Former First Lady Rosalynn Carter, wife of 39th President Jimmy Carter, has been diagnosed with dementia, the Carter Center announced Tuesday.
“The Carter family is sharing that former First Lady Rosalynn Carter has dementia. She continues to live happily at home with her husband, enjoying spring in Plains and visits with loved ones,” the Carter Center said in a statement.
It goes on to say that Mrs. Carter has been “the nation’s leading mental health advocate for much of her life,” adding that since her time as First Lady of Georgia through her years in the White House and later at the Carter Center, she has “urged improved access to care and decreased stigma about issues surrounding mental health.”

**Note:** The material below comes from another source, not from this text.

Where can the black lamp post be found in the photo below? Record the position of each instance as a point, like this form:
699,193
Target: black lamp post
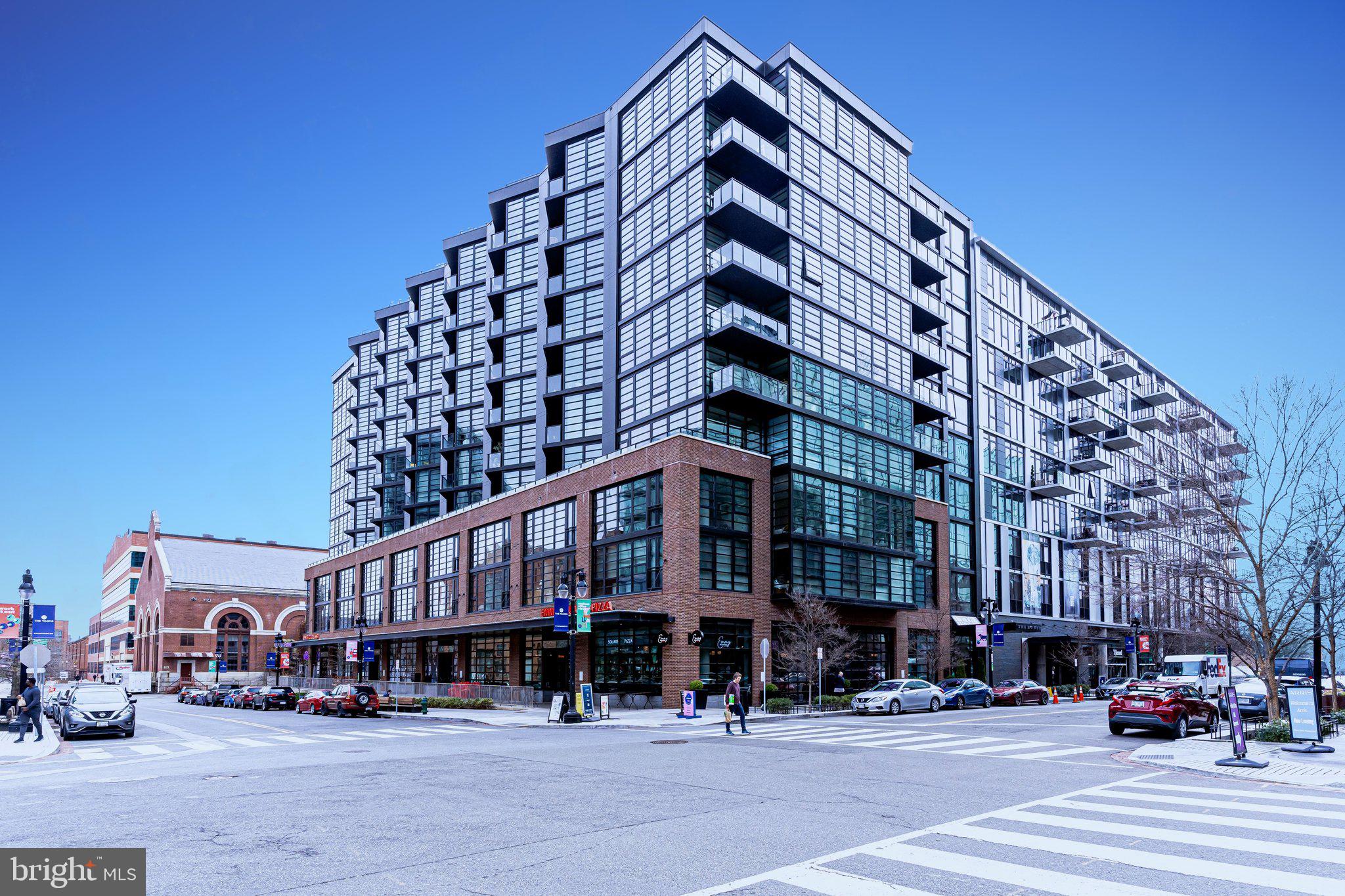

The announcement of 95-year-old Mrs. Carter’s condition comes a little more than two months after the Carter Center had announced that 98-year-old President Carter had entered hospice care at the couple’s Plains, Georgia home.

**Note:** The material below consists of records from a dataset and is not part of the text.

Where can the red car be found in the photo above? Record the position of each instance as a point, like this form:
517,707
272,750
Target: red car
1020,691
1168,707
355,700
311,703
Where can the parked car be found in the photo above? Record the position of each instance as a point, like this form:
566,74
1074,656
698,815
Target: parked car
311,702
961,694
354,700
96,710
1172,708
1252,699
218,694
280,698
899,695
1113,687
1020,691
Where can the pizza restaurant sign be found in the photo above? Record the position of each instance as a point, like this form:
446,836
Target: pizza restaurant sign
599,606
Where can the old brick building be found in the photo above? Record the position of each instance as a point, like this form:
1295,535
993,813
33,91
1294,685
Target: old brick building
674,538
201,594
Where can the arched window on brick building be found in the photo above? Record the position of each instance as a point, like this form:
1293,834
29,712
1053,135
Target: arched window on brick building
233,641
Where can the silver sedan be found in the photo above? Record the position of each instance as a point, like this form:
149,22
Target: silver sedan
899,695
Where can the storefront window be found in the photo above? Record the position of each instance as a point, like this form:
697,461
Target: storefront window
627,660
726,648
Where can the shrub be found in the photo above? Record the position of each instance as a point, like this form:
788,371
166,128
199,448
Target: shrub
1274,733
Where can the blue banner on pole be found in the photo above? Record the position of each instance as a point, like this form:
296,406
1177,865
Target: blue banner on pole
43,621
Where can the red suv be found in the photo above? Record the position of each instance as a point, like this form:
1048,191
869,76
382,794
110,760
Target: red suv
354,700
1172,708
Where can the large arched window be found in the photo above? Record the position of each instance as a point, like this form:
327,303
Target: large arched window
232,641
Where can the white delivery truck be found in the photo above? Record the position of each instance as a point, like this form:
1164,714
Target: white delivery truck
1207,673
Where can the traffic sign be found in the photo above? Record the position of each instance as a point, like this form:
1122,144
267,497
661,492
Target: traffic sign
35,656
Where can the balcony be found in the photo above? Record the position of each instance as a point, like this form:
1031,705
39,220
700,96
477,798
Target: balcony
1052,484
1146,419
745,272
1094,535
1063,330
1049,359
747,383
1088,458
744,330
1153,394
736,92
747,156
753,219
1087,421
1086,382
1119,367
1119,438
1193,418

The Carters are known as much for their service post-Presidency as for their 1977-1981 term in office.
In 1984, the couple joined Habitat for Humanity, an organization founded in 1976 that in its first 40 years built more than 70,000 new homes for those in need and rehabbed or repaired another 100,000 homes through its disaster response and recovery efforts.

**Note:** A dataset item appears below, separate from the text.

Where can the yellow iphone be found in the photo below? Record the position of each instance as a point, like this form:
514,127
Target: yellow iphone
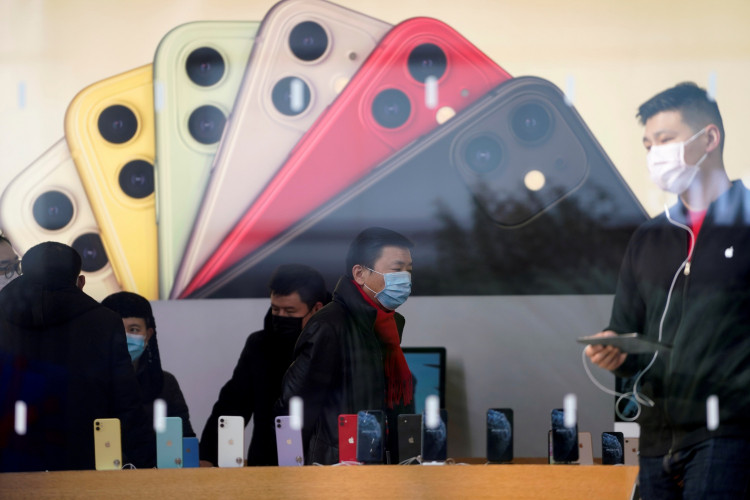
109,127
107,444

“As the founder of the Rosalynn Carter Institute for Caregivers, Mrs. Carter often noted that there are only four kinds of people in this world: those who have been caregivers; those who are currently caregivers, those who will be caregivers, and those who will need caregivers,” the Carter Center’s statement continues. “The universality of caregiving is clear in our family, and we are experiencing the joy and the challenges of this journey. We do not expect to comment further and ask for understanding for our family and for everyone across the country serving in a caregiver role.”